Thanks for your reply. I run 16 CPU threads with 1000G memory, but with less memory (128GB) I could run 28 CPU threads. One of the assemblies uncompressed is 3.6 G
How long is the longest contig?
For this particular assembly this are the specs:
karyotype: 2n=18
contigN50: 107,955
totalContigLength: 3,499,615,818
longestContig: 1,055,336
numberOfContigs: 72,993
scaffoldN50: 524,289,849
totalScaffoldLength: 3,573,327,505
longestScaffold: 747,302,727
numberOfScaffolds: 5,136
The longest I tested were bacterial chromosomes, but queries of >700 MB can easily break the current code. I do plan to rework the blastx mode which will probably happen in the next weeks, but I can't offer you an easy solution now. These may be options that work:
Extract ORFs and run the blastp mode on them. Chop the sequences into overlapping ~100kb windows and run blastx on them.

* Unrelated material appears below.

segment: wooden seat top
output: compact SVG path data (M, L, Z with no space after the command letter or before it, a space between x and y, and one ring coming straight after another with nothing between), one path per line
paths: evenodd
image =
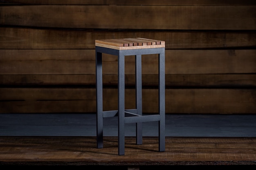
M117 50L165 47L165 42L144 38L95 40L95 46Z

I see. I had thought about the second option. Other alternative that I considered was to run each scaffold independently, but I guess this would not work since the problem seems to be the length, correct?
I will try as you suggest. Thanks a lot for your input, and please let me know when you update blastx.
You could try that too but I assume that the length is the problem.
May I also ask why extracting ORFs is not an option for you? Are you looking for alignments that span over stop codons?
I thought so.
I will definitely try extracting ORFs as well. I just had not thought about it.